A typical Gluten free meal would be, steamed fish with vegetables, gluten-free bread and fruit salad
According to The New York Times, American Airlines expanded its category last July when it went from offering seven types of special meals to passengers on long-haul international flights to 14.
A low-sodium meal option was added, as was a halal meal prepared without any pork or alcohol, and a bland one prepared with limited seasonings for those with sensitive digestive systems.
Russ Brown, American’s director of in-flight services, said that the airline decided to offer more kinds of special meals because passengers were repeatedly asking for them.
“People are a lot more specific with their diets today and try to be healthier overall and kept requesting meals that we didn’t have,” he said.
Since the menu was expanded, Brown said, the airline has had a 66% increase in special meal orders - serving approximately 106,000 special meals from January to June 2017; for the same period this year, that number was close to 250,000.

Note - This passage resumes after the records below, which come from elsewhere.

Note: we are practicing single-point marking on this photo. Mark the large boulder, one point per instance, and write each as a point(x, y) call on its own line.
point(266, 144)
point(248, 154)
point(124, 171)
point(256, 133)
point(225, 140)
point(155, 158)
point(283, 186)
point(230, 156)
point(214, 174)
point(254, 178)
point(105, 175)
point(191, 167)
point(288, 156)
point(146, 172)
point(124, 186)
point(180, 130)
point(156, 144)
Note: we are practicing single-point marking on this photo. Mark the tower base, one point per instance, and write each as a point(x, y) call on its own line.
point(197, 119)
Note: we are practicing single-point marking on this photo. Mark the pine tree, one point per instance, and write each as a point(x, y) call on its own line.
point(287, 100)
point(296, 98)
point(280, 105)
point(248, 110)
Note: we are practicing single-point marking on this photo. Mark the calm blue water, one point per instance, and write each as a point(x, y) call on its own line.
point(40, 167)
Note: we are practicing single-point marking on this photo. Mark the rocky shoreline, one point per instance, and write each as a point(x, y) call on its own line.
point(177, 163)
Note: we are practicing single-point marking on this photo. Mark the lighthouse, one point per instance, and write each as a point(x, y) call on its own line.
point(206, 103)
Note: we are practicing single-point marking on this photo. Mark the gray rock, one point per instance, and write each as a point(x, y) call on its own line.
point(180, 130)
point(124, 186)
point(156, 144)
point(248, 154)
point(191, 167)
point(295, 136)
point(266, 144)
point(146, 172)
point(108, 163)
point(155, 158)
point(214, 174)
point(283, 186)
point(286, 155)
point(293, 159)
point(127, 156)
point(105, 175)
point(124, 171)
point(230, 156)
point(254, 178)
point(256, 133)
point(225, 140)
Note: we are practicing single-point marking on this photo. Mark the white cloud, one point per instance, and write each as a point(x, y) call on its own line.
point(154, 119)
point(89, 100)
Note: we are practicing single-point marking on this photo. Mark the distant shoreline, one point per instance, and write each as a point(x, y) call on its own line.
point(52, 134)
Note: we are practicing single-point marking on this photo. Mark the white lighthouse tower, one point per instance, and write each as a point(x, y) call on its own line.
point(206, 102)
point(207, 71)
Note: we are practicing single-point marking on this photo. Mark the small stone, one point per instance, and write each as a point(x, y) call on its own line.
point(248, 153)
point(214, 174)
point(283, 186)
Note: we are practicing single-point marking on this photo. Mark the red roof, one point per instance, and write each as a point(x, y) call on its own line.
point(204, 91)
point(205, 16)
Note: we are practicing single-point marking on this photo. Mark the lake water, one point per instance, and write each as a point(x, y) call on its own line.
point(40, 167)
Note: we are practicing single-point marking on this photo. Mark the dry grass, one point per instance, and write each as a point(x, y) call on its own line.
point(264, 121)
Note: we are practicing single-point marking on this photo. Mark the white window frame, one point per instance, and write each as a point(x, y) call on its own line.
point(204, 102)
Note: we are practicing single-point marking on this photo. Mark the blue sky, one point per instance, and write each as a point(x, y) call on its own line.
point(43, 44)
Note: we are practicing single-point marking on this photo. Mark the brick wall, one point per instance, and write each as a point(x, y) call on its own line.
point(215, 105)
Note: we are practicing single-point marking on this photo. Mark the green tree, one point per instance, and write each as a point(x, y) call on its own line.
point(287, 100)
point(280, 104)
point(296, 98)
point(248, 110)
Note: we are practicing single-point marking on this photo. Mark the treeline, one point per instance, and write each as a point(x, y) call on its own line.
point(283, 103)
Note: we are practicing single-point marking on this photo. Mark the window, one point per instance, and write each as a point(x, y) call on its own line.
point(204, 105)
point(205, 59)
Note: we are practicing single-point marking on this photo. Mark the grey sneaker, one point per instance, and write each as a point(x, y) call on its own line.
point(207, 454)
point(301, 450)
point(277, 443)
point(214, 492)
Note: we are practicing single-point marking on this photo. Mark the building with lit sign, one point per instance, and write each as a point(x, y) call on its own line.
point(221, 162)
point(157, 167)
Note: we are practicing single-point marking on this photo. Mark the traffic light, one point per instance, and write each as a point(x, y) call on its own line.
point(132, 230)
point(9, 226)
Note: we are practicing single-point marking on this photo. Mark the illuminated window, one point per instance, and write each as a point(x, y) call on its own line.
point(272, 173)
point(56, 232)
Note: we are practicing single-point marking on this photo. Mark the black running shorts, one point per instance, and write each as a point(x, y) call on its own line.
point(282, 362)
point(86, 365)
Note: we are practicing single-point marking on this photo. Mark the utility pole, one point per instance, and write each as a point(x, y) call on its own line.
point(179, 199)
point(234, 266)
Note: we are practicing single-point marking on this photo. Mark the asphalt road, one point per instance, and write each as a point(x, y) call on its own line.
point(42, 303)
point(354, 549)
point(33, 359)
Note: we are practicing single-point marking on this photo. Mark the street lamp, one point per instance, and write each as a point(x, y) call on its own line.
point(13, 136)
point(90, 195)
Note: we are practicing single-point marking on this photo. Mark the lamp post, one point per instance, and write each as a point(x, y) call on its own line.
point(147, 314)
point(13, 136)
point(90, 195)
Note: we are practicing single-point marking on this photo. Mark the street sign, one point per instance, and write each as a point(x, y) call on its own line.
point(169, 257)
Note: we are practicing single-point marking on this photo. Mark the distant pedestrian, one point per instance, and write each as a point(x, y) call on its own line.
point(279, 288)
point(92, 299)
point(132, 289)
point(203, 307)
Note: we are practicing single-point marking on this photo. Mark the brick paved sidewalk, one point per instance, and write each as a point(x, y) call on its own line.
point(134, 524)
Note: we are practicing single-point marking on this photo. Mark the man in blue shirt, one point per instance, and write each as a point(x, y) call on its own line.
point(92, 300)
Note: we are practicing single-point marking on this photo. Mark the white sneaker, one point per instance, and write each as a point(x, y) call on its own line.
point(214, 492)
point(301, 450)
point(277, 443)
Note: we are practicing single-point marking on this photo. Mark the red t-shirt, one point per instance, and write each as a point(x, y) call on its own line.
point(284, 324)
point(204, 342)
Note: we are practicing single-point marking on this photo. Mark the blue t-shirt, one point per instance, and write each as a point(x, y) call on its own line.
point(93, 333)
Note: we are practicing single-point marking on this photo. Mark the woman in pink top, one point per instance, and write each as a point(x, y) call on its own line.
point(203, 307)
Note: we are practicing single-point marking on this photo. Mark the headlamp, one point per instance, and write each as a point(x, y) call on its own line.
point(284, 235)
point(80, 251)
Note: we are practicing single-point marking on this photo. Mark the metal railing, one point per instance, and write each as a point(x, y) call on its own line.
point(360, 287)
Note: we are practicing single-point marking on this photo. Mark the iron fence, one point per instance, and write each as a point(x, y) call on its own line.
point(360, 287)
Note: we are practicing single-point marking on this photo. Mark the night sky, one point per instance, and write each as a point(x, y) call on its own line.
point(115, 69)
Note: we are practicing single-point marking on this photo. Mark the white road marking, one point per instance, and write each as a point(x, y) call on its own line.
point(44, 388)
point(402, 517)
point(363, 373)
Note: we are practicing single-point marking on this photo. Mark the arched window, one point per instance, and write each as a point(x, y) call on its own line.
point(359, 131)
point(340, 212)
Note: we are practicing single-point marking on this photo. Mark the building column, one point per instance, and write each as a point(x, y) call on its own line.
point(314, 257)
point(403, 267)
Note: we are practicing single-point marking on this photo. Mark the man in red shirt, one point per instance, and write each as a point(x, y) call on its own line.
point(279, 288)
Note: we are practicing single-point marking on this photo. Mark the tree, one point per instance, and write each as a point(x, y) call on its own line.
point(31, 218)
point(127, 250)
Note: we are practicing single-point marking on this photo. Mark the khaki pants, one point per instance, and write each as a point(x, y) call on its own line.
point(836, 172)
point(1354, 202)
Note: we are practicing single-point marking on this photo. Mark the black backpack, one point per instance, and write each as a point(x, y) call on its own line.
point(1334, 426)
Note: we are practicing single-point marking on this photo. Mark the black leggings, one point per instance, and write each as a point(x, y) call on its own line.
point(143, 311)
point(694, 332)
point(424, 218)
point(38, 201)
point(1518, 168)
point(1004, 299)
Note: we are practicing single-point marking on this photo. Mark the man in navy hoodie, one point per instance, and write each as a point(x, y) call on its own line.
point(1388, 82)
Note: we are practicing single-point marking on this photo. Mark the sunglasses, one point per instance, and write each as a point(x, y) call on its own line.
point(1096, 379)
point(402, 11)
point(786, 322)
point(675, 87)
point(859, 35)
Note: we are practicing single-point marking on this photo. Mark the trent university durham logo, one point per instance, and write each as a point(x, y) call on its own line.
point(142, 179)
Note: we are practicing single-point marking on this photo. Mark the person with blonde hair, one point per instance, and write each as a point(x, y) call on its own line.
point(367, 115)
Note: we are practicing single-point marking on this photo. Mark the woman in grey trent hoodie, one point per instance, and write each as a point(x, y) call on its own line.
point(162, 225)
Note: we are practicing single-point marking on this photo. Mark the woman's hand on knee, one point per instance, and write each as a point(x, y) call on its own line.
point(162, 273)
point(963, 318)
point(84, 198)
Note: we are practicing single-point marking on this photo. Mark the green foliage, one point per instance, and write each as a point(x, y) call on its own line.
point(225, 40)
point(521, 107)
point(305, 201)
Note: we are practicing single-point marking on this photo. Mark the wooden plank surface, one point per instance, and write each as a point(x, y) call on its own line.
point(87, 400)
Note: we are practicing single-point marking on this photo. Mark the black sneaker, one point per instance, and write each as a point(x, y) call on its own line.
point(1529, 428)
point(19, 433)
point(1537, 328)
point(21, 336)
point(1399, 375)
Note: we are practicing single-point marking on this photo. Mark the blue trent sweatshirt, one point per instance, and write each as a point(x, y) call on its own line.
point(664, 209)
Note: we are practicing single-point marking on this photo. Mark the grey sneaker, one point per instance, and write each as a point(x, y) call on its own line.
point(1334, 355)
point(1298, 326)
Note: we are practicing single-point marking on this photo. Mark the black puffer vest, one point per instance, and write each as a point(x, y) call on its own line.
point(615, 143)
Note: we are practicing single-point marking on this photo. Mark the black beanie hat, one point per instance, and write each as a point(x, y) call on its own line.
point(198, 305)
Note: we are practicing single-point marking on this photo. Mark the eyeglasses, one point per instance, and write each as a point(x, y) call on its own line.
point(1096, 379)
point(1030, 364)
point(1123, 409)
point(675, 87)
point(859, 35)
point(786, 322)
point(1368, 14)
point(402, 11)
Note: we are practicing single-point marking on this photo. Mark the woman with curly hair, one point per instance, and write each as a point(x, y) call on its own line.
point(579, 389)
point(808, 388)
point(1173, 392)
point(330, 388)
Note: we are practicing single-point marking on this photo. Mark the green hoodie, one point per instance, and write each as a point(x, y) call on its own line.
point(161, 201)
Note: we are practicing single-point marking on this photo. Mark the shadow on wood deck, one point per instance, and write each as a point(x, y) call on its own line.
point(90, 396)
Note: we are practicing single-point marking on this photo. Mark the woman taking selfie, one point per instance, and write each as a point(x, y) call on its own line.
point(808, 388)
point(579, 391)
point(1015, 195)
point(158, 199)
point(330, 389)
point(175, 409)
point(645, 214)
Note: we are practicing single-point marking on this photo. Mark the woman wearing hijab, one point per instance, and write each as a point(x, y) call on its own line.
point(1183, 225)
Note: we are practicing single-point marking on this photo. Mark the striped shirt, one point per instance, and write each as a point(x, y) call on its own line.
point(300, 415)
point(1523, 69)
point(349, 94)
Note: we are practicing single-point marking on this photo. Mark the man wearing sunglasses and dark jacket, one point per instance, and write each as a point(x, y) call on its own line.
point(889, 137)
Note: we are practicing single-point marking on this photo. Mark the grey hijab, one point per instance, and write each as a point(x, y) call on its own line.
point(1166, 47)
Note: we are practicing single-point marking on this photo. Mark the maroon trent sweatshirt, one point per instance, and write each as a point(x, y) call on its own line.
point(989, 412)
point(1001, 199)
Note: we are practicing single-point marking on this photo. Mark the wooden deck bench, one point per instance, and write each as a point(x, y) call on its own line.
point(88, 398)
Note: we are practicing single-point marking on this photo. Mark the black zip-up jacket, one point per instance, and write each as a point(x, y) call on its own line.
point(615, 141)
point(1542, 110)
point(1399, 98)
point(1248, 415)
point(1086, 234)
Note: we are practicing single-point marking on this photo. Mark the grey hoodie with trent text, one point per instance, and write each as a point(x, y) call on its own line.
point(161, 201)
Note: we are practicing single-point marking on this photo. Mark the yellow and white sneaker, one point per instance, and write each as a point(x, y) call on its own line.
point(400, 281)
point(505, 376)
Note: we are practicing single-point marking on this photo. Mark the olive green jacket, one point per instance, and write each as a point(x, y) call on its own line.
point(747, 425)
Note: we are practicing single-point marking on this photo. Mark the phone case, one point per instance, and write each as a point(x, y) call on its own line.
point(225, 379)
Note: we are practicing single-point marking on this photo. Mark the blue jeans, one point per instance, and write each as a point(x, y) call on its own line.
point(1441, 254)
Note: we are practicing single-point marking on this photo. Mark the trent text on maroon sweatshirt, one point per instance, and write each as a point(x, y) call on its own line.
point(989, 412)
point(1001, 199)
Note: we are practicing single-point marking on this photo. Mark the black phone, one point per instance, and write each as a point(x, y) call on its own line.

Qatar Airways now has 17 types of special meals, while Tap Portugal and Turkish Airlines started offering 24 varieties last year, compared with the dozen or so before that.
Tap Portugal special meal orders have gone up more than 50% in the last two years.
On Turkish Airlines flyers can now order not only a vegetarian or vegan meal, they can request a raw-food vegan meal, or seafood- or fresh-fruit-only meals.
The airline has more than 10 menus for each meal type. In its gluten-free category, entrees include lamb with sautéed spinach and rice, prawns with ratatouille, and herbed chicken with eggplant salad. Warm gluten-free rolls and olive oil accompany every dish.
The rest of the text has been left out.